Aaronette Vonleh

Gernika KESB
- Position: Center
- League: Liga Femenina de Baloncesto

Personal information
- Born: July 7, 2003 (age 23) West Linn, Oregon, U.S.
- Listed height: 6 ft 3 in (1.91 m)

Career information
- High school: West Linn High School
- College: Arizona (2021-2022); Colorado (2022-2024); Baylor (2024-2025);
- WNBA draft: 2025: 3rd round, 31st overall pick
- Drafted by: Dallas Wings
- Playing career: 2025–present

Career history
- 2025–2026: Hozono Global Jairis
- 2026–present: Gernika KESB
- Stats at WNBA.com
- Stats at Basketball Reference

= Aaronette Vonleh =

American basketball player (born 2003)

Aaronette Noelle Vonleh (born July 7, 2003) is an American professional basketball player for Gernika KESB in Spanish LF Endesa. She played college basketball for the Arizona Wildcats, Colorado Buffaloes, and Baylor Bears. Aaronette is the sister of NBA player Noah Vonleh.

== High school career ==
Vonleh was consitered a four-star recruit and the ninth ranked post player and 100th overall in the United States by ESPN. As a senior, Vonleh averaged 29.5 points, 9.8 rebounds, and 1.7 blocks per game (13 games played). On June 12, 2020, Vonleh committed to play at the University of Arizona.

== College career ==

=== Arizona ===
Vonleh appeared in 17 games as a true freshman. In the season opener vs. CSUN, she scored 14 points. She averaged 4.1 points and 1.6 rebounds in 6.9 minutes per game.

=== Colorado ===
As a sophomore Vonleh played 34 games and started in 33. She recorded her first double-double with 13 points and ten rebounds against Stanford on January 22, 2023. She averaged 12.2 points and 4.5 rebounds per game. She finished second in the Pac-12 and 18th in the NCAA shooting 58.5% from the field. Vonleh was a 2023 All-Pac-12 Honorable Mention and the 2023 Pac-12 Co-Most Improved Player.

As a junior, she started in all 34 games for the Buffs. She averaged 14.0 points and 5.1 rebounds per game. She had three double-doubles and scored double figures in 27 games. She had six games of 20 or more points. Vonleh was a 2024 Pac-12 All-Conference selection. On April 15, 2024, Vonleh entered the NCAA Transfer Portal.

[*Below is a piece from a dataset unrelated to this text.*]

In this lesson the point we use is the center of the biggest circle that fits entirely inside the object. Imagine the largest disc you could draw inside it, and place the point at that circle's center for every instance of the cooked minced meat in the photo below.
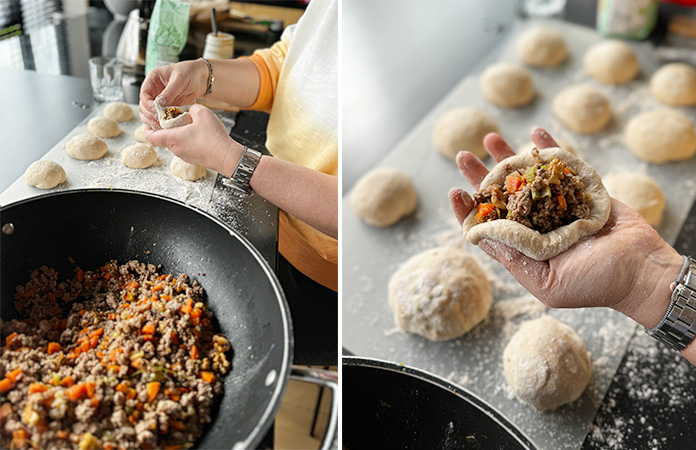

She committed to the Baylor Bears on April 24, 2024.

=== Baylor ===
Prior to the season, Vonleh was Preseason All-Big 12, names to the Lisa Leslie Preseason Watch List, and Preseason Big 12 Co-Newcomer of the Year.

As a senior, Vonleh averaged a career high 14.9 points and 5.8 rebounds per game. She appeared and started in all 36 contests. She scored double figures in 27 games. She scored a career high 37 points against Oklahoma State on March 8, 2025. Vonleh was named to the 2025 Big 12 All-Tournament Team and finished as a Second Team All-Big 12 selection.

== Professional career ==
On April 14, 2025, Vonleh was drafted by the Dallas Wings in the third round (31st overall) of the 2025 WNBA Draft. She signed a three-year $204,253 contract with the Wings on April 17, 2025. Vonleh was waived by the Wings on May 1, 2025.

For the remainder of 2025, Vonleh signed with Hozono Global Jairis. In January 2026, Vonleh signed with Lointek Gernika Bizkaia.